PolskaPijany kierowca schował się przed policją w rzece

Pijany kierowca schował się przed policją w rzece

Tylko około 7 minut wytrzymał w lodowatej wodzie pijany 31-letni kierowca, który ukrył się w rzece przed ścigającymi go nad ranem policjantami. Wyziębiony mężczyzna trafił do szpitala.

29.11.2007 | aktual.: 29.11.2007 17:03

Pijany 31-latek wskoczył do rzeki i ukrył się pod mostem po porzuceniu samochodu, którym podczas ucieczki przed policją uderzył w zaparkowane na ulicy auto. Temperatura powietrza wynosiła nocą minus 1 stopień Celsjusza a wody kilka stopni.

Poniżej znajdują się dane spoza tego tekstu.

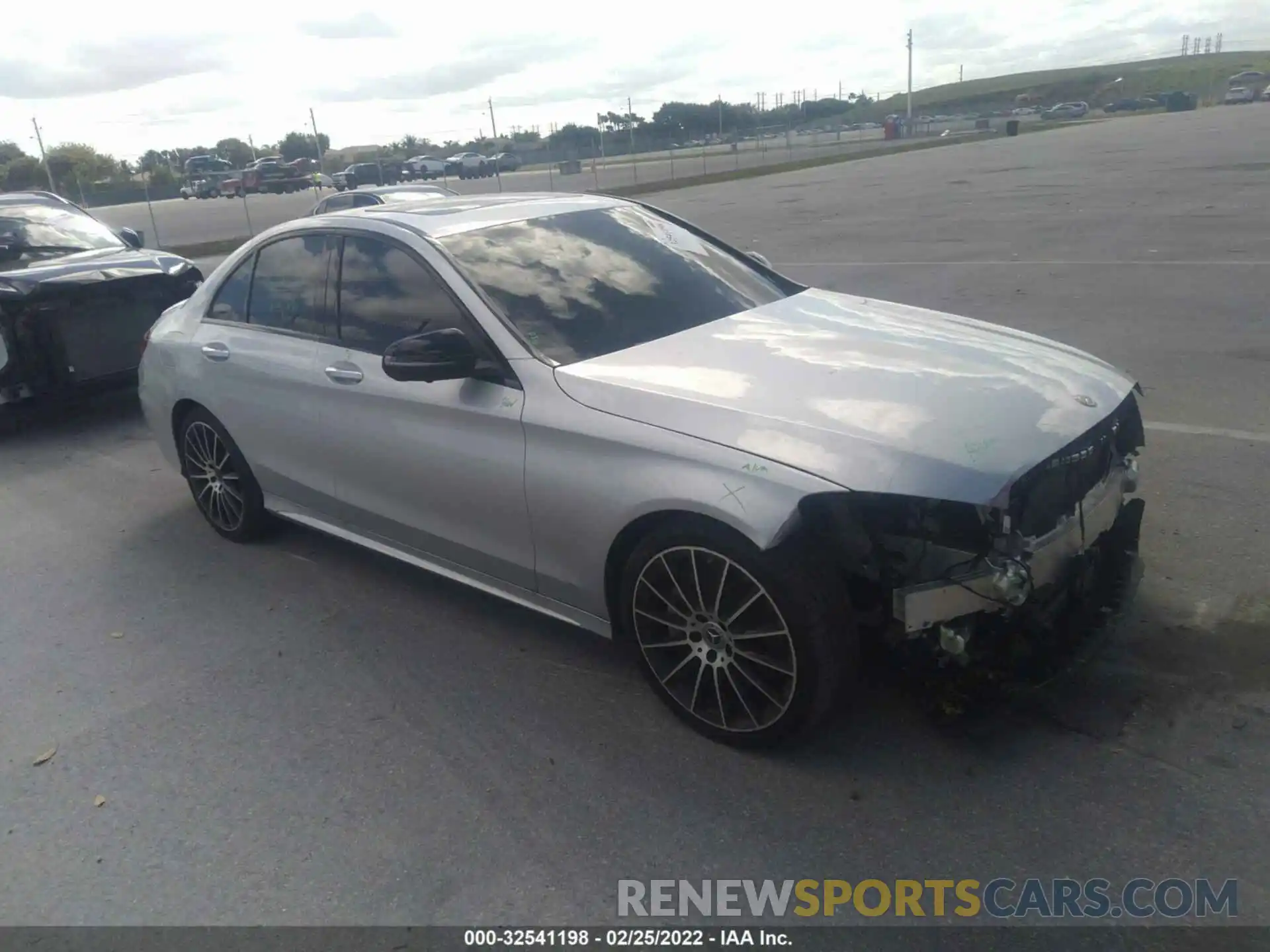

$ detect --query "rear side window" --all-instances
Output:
[339,236,468,354]
[247,235,330,337]
[207,255,255,323]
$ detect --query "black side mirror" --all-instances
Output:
[384,327,476,383]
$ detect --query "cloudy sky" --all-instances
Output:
[0,0,1270,157]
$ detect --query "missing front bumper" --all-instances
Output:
[892,467,1143,635]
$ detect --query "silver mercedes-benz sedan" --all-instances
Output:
[141,194,1143,744]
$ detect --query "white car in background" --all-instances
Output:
[444,152,494,179]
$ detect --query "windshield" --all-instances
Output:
[441,206,786,364]
[0,203,124,255]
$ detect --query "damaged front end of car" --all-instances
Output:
[0,261,203,411]
[777,392,1146,682]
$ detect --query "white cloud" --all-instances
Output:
[0,0,1270,156]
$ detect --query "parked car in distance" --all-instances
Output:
[402,155,446,179]
[141,193,1144,745]
[330,163,402,192]
[309,185,458,214]
[1103,98,1160,113]
[446,152,494,179]
[0,192,203,415]
[1040,103,1089,119]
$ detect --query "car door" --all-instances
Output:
[318,232,533,589]
[193,232,337,513]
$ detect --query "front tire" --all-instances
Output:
[617,516,857,746]
[177,407,271,542]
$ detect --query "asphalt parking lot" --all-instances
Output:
[94,120,1001,247]
[0,106,1270,934]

Policjanci mówili mu żeby wyszedł. Wytrzymał ok. 7 minut. Po wyjściu z wody próbował uciekać, ale został złapany. Wezwano karetkę i został przewieziony do szpitala - powiedział Piotr Strojny z gdańskiej policji.

31-latek tuż po zatrzymaniu oświadczył, że uciekał, ponieważ wypił alkohol i obawiał się kary. Za jazdę po pijanemu grozi do dwóch lat więzienia.